With an oversize bunch of lilies in one hand and a smiling child by his side, Sepp Blatter stepped back on to the stage at the 61st Fifa Congress in Zurich not long before 6pm Central European Time yesterday. The delegates stood to applaud their president, re-elected for a fourth term as head of what he likes to call the football family. All that was missing were chants of "Four more years".
So the most tumultuous week in Fifa's history came to an end with the man who led them into this crisis chosen to lead them out again. Although, to be fair to the 75-year-old denied there was any crisis – rather some "difficulties". Perhaps he was right all along. It seems, judging from the reaction of delegates yesterday, that in Fifaland there really is no crisis.
Of the 203 football associations, who voted, 186 put a cross in the only box on the ballot paper, alongside the name of Joseph S Blatter.
The family came together yesterday to ignore calls to open up for reform and they did it by turning on some favourite targets; England and the media. The scandal was, to sum up a succession of angry speakers, all their fault.
The Football Association received a terrible verbal battering, accused of being "pirates" by Julio Grondona, one of Fifa's stalwarts, while the media were also widely blamed for the troubles that have threatened to engulf the world governing body over the course of an extraordinary week. That ignores the simple fact that the current upheaval was caused by Chuck Blazer, a member of Fifa's executive committee, reporting two other committee members for allegedly attempting to bribe potential voters.
Blatter did offer some prospect of reform yesterday – he had to to satisfy the demands of the Swiss government, Fifa's hosts, and the concerns of their sponsors. Fifa may seem impervious for the need for them to change, but the Swiss are not.
Yesterday, protesters gathered outside the Hallenstadion to call for Fifa to pay proper taxes; that is the threat that hangs over them if they do not act on the Swiss government's requests.
Blatter acknowledged that it had not been all plain sailing.

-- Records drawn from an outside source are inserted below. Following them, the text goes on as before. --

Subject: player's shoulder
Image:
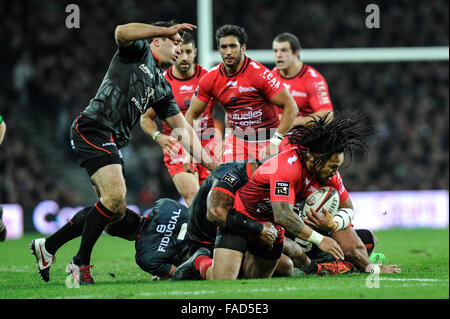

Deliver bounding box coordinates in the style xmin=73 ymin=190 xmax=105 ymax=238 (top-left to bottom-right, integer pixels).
xmin=200 ymin=63 xmax=221 ymax=84
xmin=326 ymin=172 xmax=344 ymax=190
xmin=263 ymin=146 xmax=302 ymax=176
xmin=304 ymin=64 xmax=324 ymax=80
xmin=244 ymin=56 xmax=271 ymax=74
xmin=197 ymin=64 xmax=210 ymax=77
xmin=212 ymin=161 xmax=245 ymax=179
xmin=163 ymin=65 xmax=173 ymax=81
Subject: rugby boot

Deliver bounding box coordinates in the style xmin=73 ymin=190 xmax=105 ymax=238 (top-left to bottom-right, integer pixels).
xmin=316 ymin=260 xmax=353 ymax=276
xmin=67 ymin=260 xmax=95 ymax=285
xmin=28 ymin=238 xmax=55 ymax=282
xmin=172 ymin=247 xmax=210 ymax=281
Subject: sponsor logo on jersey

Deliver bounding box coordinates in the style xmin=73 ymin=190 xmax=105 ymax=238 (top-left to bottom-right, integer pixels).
xmin=156 ymin=209 xmax=181 ymax=252
xmin=239 ymin=86 xmax=257 ymax=93
xmin=308 ymin=68 xmax=317 ymax=78
xmin=275 ymin=182 xmax=291 ymax=196
xmin=139 ymin=64 xmax=153 ymax=79
xmin=314 ymin=81 xmax=331 ymax=104
xmin=291 ymin=90 xmax=308 ymax=97
xmin=102 ymin=142 xmax=116 ymax=147
xmin=288 ymin=154 xmax=297 ymax=166
xmin=250 ymin=61 xmax=261 ymax=69
xmin=226 ymin=81 xmax=237 ymax=88
xmin=222 ymin=173 xmax=239 ymax=186
xmin=260 ymin=69 xmax=280 ymax=90
xmin=180 ymin=85 xmax=194 ymax=93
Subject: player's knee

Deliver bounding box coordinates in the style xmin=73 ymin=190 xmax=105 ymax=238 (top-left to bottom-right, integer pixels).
xmin=369 ymin=230 xmax=378 ymax=249
xmin=274 ymin=255 xmax=294 ymax=277
xmin=101 ymin=189 xmax=126 ymax=214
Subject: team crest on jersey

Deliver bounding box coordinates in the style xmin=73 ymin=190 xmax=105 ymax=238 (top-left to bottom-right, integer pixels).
xmin=222 ymin=173 xmax=239 ymax=186
xmin=275 ymin=182 xmax=291 ymax=196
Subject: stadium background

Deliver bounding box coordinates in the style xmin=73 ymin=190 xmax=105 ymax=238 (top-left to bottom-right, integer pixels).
xmin=0 ymin=0 xmax=449 ymax=235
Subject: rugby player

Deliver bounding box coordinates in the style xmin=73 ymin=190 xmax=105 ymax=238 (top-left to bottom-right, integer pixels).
xmin=175 ymin=114 xmax=400 ymax=280
xmin=272 ymin=32 xmax=333 ymax=152
xmin=186 ymin=25 xmax=298 ymax=162
xmin=0 ymin=114 xmax=6 ymax=241
xmin=30 ymin=162 xmax=276 ymax=282
xmin=30 ymin=22 xmax=216 ymax=284
xmin=272 ymin=32 xmax=333 ymax=126
xmin=150 ymin=32 xmax=220 ymax=206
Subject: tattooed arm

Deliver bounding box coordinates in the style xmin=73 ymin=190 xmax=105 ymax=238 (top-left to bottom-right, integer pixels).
xmin=272 ymin=202 xmax=344 ymax=259
xmin=206 ymin=189 xmax=234 ymax=227
xmin=272 ymin=202 xmax=312 ymax=240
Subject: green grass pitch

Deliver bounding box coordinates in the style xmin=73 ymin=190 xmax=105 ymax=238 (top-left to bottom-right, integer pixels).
xmin=0 ymin=229 xmax=449 ymax=300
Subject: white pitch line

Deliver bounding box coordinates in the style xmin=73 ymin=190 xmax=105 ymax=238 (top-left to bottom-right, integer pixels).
xmin=380 ymin=278 xmax=449 ymax=282
xmin=137 ymin=278 xmax=449 ymax=297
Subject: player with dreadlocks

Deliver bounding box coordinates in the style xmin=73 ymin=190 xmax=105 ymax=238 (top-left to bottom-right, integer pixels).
xmin=278 ymin=112 xmax=400 ymax=273
xmin=176 ymin=113 xmax=400 ymax=280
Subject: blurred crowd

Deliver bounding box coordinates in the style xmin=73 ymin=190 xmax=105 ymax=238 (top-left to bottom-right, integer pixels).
xmin=0 ymin=0 xmax=449 ymax=207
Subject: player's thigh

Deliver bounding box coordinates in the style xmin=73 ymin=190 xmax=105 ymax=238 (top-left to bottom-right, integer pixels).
xmin=211 ymin=248 xmax=244 ymax=280
xmin=243 ymin=241 xmax=284 ymax=278
xmin=242 ymin=251 xmax=278 ymax=278
xmin=91 ymin=164 xmax=127 ymax=206
xmin=212 ymin=228 xmax=248 ymax=280
xmin=332 ymin=227 xmax=365 ymax=254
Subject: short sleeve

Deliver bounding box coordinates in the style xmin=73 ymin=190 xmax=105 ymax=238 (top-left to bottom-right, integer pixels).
xmin=306 ymin=67 xmax=333 ymax=112
xmin=195 ymin=76 xmax=212 ymax=103
xmin=212 ymin=170 xmax=248 ymax=197
xmin=269 ymin=152 xmax=302 ymax=204
xmin=327 ymin=173 xmax=349 ymax=203
xmin=250 ymin=67 xmax=284 ymax=100
xmin=152 ymin=95 xmax=180 ymax=120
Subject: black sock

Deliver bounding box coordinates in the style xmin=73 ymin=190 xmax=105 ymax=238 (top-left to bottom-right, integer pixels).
xmin=303 ymin=260 xmax=319 ymax=275
xmin=73 ymin=201 xmax=113 ymax=266
xmin=45 ymin=206 xmax=92 ymax=255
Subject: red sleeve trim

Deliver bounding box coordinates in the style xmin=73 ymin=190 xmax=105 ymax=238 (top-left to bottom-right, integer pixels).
xmin=212 ymin=187 xmax=234 ymax=198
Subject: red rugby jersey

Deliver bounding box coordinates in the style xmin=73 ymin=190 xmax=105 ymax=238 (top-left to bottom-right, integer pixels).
xmin=235 ymin=147 xmax=349 ymax=222
xmin=273 ymin=63 xmax=333 ymax=116
xmin=162 ymin=63 xmax=214 ymax=136
xmin=197 ymin=56 xmax=283 ymax=136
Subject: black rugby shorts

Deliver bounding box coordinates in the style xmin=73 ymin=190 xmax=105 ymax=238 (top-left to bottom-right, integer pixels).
xmin=70 ymin=115 xmax=124 ymax=176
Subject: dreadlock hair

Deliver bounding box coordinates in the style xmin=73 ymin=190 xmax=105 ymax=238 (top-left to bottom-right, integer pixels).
xmin=289 ymin=111 xmax=375 ymax=172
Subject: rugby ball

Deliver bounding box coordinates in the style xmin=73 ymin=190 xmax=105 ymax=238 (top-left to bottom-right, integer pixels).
xmin=302 ymin=186 xmax=339 ymax=219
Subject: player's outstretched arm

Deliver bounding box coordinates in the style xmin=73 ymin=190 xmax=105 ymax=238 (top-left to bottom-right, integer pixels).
xmin=184 ymin=95 xmax=208 ymax=127
xmin=294 ymin=110 xmax=334 ymax=126
xmin=0 ymin=115 xmax=6 ymax=145
xmin=164 ymin=112 xmax=219 ymax=171
xmin=140 ymin=108 xmax=178 ymax=156
xmin=272 ymin=202 xmax=344 ymax=259
xmin=114 ymin=22 xmax=197 ymax=47
xmin=271 ymin=88 xmax=298 ymax=136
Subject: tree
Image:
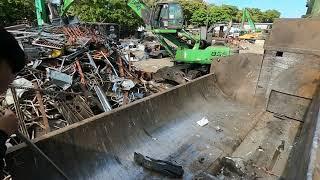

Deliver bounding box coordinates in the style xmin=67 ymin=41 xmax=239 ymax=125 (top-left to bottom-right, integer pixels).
xmin=191 ymin=5 xmax=237 ymax=26
xmin=71 ymin=0 xmax=144 ymax=33
xmin=0 ymin=0 xmax=35 ymax=26
xmin=221 ymin=4 xmax=239 ymax=21
xmin=179 ymin=0 xmax=208 ymax=24
xmin=263 ymin=9 xmax=281 ymax=23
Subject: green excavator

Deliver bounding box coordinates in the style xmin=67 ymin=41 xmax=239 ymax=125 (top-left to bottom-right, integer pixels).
xmin=128 ymin=0 xmax=232 ymax=83
xmin=35 ymin=0 xmax=75 ymax=28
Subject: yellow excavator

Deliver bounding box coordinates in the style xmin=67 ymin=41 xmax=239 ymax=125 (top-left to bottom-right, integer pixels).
xmin=239 ymin=8 xmax=262 ymax=40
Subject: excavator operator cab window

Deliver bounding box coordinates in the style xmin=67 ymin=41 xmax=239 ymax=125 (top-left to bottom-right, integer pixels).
xmin=153 ymin=3 xmax=183 ymax=29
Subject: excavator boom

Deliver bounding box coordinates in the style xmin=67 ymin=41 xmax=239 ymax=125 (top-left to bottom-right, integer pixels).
xmin=128 ymin=0 xmax=151 ymax=25
xmin=241 ymin=8 xmax=257 ymax=32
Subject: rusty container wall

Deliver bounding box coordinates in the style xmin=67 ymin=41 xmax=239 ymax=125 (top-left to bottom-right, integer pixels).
xmin=7 ymin=74 xmax=262 ymax=179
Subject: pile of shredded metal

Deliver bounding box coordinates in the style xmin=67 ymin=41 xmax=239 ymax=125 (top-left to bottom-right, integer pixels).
xmin=0 ymin=24 xmax=166 ymax=139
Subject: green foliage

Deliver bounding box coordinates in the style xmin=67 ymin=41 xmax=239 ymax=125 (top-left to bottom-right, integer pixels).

He said: "We have been hit and I personally have been slapped. I am willing to face the public anger in order to serve football. I am certain of weathering the storm.
"Our ship has drawn water, our ship is in difficult water, even troubled water, and this is the reason why we must put this ship back on its course and for this we need a leader; we need someone to accept this responsibility."
The day followed the week in being brushed with the surreal. He asked the congress if they wanted to have a woman on the executive committee. Then he introduced his solution. A "solutions committee" will be set up to investigate allegations of corruption. It will be made up of Fifa members, although they will be free to call on outside "experts". Last night Blatter suggested he had just such an outside expert in mind. Henry Kissinger, aged 88. Now there's a man for a crisis. If there was a crisis.